Há várias semanas que os seus rivais têm questionado as suas capacidades físicas para se candidatar à presidência dos Estados Unidos, com o candidato republicano à Casa Branca, Donald Trump, a dizer no mês passado num discurso aos seus apoiantes que Hillary Clinton "não tem o vigor físico e mental" necessário para liderar o país e lutar contra o autoproclamado Estado Islâmico (Daesh).

Há um mês, Bardack tinha garantido que Clinton está "de excelente saúde e capaz de servir como Presidente dos Estados Unidos", após ter "recuperado totalmente" de uma cirurgia a que foi submetida em 2012 por causa de um coágulo sanguíneo, informou a médica.

Até agora, a campanha da democrata tem acusado os seus opositores de estarem a criar e a alimentar "uma conspiração demente sobre a saúde de Clinton", sobretudo após a candidata ter tido um ataque de tosse durante um evento de campanha no Ohio na semana passada e ter sido filmada a expelir alguma expectoração para um copo de água.

Na imprensa e blogues conservadores, muitos questionaram-se sobre a "substância misteriosa" que a candidata tinha cuspido para o copo, com algumas pessoas a criarem longos debates em fóruns na internet dedicados a analisar até se a candidata teria cuspido ovos alienígenas.

Num artigo publicado este domingo à noite, um jornalista do "Washington Post" refere que, embora tenha sido um dos primeiros a criticar e a desmistificar as teorias da conspiração recentemente surgidas em torno da saúde da aspirante presidencial, o facto de ter sido diagnosticada com pneumonia — e de isso só ter sido tornado público dois dias depois, quando se sentiu mal numa cerimónia pública — vem ajudar e muito os rivais republicanos, a menos de dois meses das eleições presidenciais convocadas para 8 de novembro.

"Quer Clinton goste quer não, o seu episódio de 'desidratação' surge numa altura muito má para a sua campanha", escreve Chris Cillizza, referindo um facto que muitos têm apontado, sobre a temperatura registada em Nova Iorque à hora em que a candidata quase desmaiou ser bastante amena. "Graças a gente como Rudy Giuliani [republicano ex-autarca de Nova Iorque] e uma base pequena mas audível de elementos republicanos, a conversa sobre a sua saúde tem estado em ebulição na última semana, por causa de um episódio de tosse durante um comício no Labor Day.

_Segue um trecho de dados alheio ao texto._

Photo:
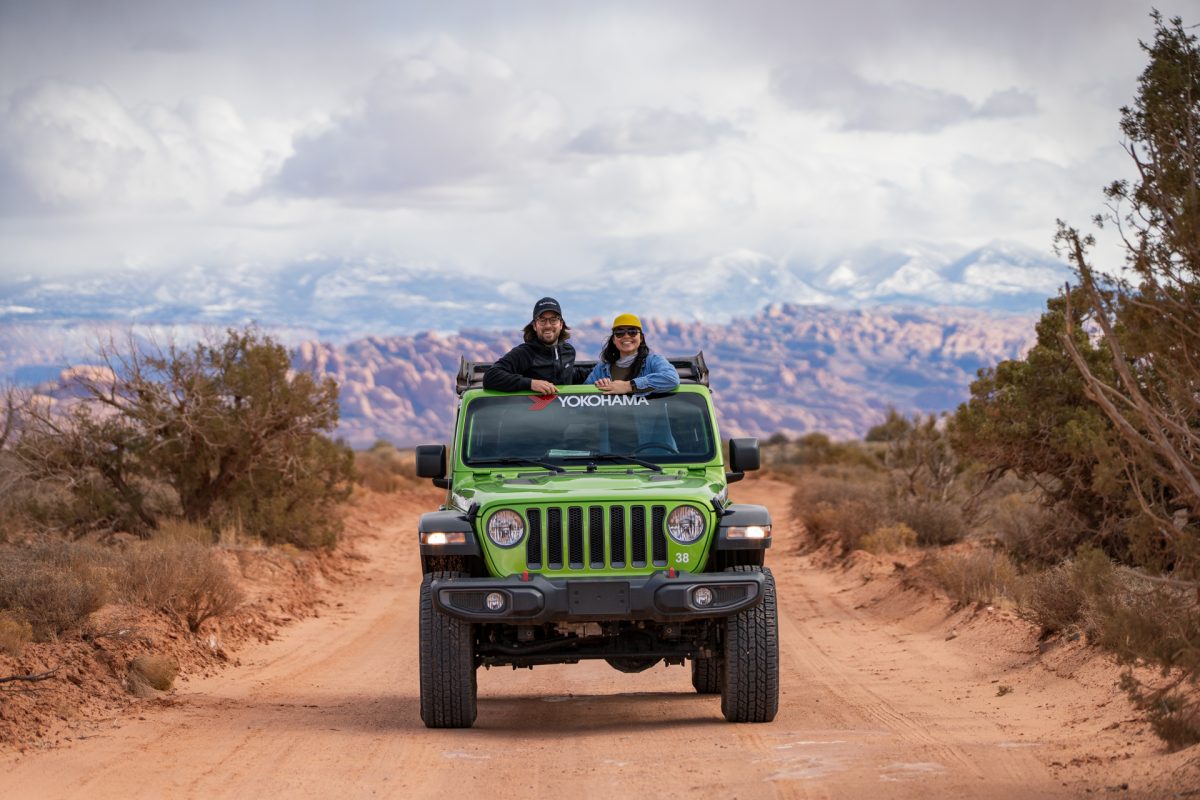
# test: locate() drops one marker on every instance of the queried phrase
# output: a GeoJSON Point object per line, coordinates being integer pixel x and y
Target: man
{"type": "Point", "coordinates": [544, 361]}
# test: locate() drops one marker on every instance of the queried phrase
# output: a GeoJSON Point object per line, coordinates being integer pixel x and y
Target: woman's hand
{"type": "Point", "coordinates": [610, 386]}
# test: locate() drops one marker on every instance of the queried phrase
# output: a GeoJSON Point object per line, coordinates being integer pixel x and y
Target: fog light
{"type": "Point", "coordinates": [443, 537]}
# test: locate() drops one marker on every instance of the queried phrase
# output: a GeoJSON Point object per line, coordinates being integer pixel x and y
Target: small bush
{"type": "Point", "coordinates": [976, 577]}
{"type": "Point", "coordinates": [15, 633]}
{"type": "Point", "coordinates": [1051, 599]}
{"type": "Point", "coordinates": [1035, 533]}
{"type": "Point", "coordinates": [184, 579]}
{"type": "Point", "coordinates": [889, 539]}
{"type": "Point", "coordinates": [936, 523]}
{"type": "Point", "coordinates": [847, 504]}
{"type": "Point", "coordinates": [149, 671]}
{"type": "Point", "coordinates": [53, 587]}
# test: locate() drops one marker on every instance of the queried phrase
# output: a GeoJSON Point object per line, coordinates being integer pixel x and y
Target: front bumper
{"type": "Point", "coordinates": [659, 597]}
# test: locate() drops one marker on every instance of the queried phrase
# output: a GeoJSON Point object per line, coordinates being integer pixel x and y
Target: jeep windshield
{"type": "Point", "coordinates": [669, 428]}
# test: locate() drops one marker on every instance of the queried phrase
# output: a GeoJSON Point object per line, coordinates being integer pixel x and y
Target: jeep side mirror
{"type": "Point", "coordinates": [431, 462]}
{"type": "Point", "coordinates": [743, 458]}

Essa conversa tem estado largamente confinada a um grupo de republicanos convencidos de que Clinton está, há muito, a esconder uma doença séria. Escrevi com desdém sobre essa teoria da conspiração nesta coluna de opinião na semana passada [...]. Tossir, escrevi, simplesmente não é prova suficente de qualquer grande doença que Clinton pudesse estar a esconder. Muito menos, claro, é a 'desidratação'. Mas essas duas coisas acontecerem no espaço de seis dias a uma candidata que tem 68 anos torna as conversas sobre a saúde de Clinton em mais do que teorias da conspiração."

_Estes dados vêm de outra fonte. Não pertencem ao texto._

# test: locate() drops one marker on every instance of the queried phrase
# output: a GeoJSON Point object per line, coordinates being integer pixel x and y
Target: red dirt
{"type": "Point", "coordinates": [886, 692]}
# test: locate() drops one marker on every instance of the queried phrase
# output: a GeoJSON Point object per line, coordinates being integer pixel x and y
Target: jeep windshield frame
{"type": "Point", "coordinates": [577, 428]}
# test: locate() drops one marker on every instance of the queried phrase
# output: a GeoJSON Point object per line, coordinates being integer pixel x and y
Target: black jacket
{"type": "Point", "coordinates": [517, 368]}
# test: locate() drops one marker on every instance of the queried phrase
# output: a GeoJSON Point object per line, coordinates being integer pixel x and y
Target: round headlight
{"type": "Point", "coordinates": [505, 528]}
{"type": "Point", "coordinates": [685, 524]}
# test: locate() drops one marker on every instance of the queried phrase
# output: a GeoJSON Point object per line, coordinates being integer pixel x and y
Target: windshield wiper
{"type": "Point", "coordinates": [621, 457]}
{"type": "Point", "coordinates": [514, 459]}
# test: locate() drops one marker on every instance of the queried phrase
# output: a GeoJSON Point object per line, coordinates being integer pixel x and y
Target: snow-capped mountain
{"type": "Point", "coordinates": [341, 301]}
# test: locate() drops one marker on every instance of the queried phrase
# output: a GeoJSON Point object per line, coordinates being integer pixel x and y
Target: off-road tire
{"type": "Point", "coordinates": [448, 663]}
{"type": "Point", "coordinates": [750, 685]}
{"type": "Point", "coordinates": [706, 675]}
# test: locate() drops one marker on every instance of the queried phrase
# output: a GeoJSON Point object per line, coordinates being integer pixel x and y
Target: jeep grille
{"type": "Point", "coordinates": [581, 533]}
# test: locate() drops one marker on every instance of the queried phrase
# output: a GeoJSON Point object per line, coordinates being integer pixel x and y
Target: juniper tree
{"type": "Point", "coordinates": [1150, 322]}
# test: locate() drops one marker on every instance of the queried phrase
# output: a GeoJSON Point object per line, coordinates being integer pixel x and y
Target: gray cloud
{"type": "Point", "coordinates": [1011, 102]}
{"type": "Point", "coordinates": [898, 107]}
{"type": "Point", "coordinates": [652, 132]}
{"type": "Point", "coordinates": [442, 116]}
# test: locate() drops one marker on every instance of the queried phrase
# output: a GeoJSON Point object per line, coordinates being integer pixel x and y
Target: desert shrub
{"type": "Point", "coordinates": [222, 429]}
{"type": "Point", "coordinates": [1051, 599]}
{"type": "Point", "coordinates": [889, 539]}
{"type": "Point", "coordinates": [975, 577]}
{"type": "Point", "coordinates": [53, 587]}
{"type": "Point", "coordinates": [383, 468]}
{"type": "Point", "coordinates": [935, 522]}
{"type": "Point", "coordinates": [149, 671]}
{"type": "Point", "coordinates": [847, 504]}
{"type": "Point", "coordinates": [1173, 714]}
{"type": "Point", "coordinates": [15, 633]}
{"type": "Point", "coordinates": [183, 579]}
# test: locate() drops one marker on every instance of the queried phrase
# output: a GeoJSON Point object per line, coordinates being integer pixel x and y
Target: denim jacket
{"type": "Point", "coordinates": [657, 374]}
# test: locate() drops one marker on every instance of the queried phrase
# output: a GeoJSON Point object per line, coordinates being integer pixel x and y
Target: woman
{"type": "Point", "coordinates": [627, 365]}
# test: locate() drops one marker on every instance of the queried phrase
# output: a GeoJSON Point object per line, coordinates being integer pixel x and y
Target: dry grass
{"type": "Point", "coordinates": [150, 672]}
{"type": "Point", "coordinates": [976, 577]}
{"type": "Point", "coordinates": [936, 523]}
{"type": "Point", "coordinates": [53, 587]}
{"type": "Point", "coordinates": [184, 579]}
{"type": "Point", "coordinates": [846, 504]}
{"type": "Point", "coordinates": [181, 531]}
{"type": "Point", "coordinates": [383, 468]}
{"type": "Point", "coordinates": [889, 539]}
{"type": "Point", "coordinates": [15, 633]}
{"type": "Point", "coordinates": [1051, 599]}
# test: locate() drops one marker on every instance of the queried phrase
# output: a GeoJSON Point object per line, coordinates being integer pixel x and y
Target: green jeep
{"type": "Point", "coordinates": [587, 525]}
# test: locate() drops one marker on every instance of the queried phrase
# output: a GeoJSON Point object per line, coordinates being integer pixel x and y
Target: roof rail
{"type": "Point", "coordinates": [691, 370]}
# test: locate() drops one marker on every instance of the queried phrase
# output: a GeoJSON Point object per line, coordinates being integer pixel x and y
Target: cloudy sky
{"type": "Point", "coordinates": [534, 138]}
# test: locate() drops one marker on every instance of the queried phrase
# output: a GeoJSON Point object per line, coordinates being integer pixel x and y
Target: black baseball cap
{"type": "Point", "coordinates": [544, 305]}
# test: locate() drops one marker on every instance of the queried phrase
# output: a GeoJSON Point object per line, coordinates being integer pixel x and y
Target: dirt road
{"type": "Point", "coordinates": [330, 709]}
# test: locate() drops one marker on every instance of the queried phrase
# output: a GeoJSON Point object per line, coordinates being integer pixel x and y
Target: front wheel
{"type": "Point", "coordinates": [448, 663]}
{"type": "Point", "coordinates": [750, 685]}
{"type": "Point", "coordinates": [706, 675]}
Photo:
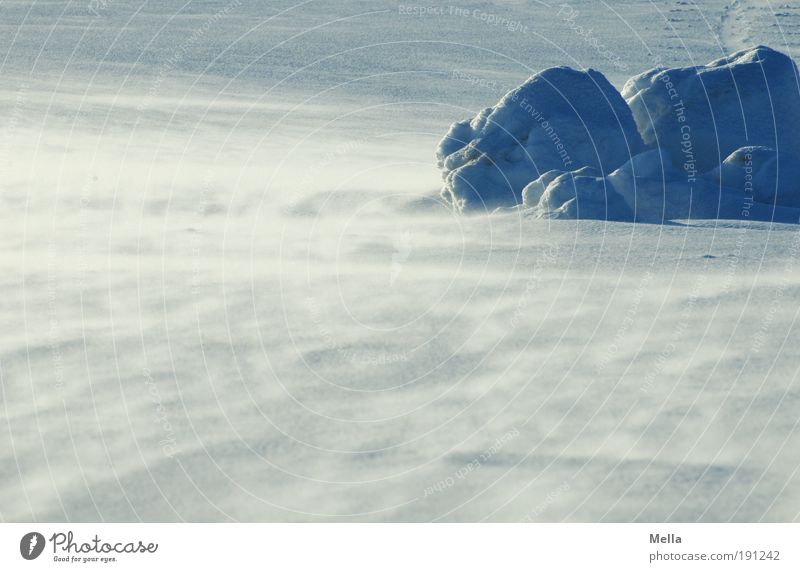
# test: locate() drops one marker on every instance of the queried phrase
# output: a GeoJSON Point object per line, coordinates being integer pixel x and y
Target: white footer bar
{"type": "Point", "coordinates": [399, 547]}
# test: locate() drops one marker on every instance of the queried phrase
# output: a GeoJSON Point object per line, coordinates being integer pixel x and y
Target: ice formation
{"type": "Point", "coordinates": [713, 141]}
{"type": "Point", "coordinates": [560, 118]}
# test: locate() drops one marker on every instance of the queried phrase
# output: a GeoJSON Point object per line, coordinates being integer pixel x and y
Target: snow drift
{"type": "Point", "coordinates": [713, 141]}
{"type": "Point", "coordinates": [560, 118]}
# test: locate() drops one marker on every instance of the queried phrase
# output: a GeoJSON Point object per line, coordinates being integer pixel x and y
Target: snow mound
{"type": "Point", "coordinates": [715, 141]}
{"type": "Point", "coordinates": [702, 114]}
{"type": "Point", "coordinates": [560, 118]}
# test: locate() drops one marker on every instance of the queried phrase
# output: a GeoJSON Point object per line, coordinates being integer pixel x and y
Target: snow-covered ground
{"type": "Point", "coordinates": [230, 288]}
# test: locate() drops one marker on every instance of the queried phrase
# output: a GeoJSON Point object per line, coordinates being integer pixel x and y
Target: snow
{"type": "Point", "coordinates": [702, 114]}
{"type": "Point", "coordinates": [687, 118]}
{"type": "Point", "coordinates": [560, 118]}
{"type": "Point", "coordinates": [230, 289]}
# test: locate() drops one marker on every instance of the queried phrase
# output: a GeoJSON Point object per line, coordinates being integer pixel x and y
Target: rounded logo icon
{"type": "Point", "coordinates": [31, 545]}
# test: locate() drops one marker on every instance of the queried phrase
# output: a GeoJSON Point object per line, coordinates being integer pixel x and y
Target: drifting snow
{"type": "Point", "coordinates": [560, 118]}
{"type": "Point", "coordinates": [706, 143]}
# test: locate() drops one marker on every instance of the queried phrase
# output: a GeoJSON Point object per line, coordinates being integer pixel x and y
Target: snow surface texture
{"type": "Point", "coordinates": [559, 118]}
{"type": "Point", "coordinates": [227, 292]}
{"type": "Point", "coordinates": [717, 141]}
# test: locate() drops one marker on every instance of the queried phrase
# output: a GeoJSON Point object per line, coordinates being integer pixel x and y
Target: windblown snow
{"type": "Point", "coordinates": [231, 288]}
{"type": "Point", "coordinates": [700, 142]}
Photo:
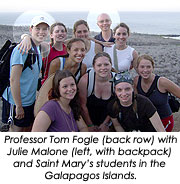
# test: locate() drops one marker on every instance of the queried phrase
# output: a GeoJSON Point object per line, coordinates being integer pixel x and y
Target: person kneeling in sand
{"type": "Point", "coordinates": [62, 112]}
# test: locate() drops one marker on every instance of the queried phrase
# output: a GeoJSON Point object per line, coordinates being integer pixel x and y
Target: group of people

Cillizza e vários outros jornalistas e analistas referem que, se até agora, Clinton e a sua campanha podiam rir-se das questões sobre a sua saúde, o episódio de 'desidratação' torna quase impossível continuarem a fazê-lo. "Não só isto surge numa altura em que existem crescentes conversas — com base em muito poucas provas — sobre a sua saúde ser um problema, como aconteceu no evento de homenagem do 11 de setembro, um momento incrivelmente mediático cheio de câmaras e jornalistas por todo o lado", sublinha o jornalista do "Washington Post".

"A sua campanha bem pode tentar diminuir esta história a nada mais que um incidente isolado sem qualquer significado. [...] Clinton até pode estar bem e espero certamente que assim seja. Mas estamos a 58 dias de escolher a pessoa que vai liderar o país durante os próximos quatro anos e ela é um dos dois candidatos com reais hipóteses de vencer. Acreditar na palavra da equipa de Clinton sobre a sua saúde, à luz do episódio de domingo de manhã, já não chega. Pessoas razoáveis podem e vão ter questões reais sobre a sua saúde."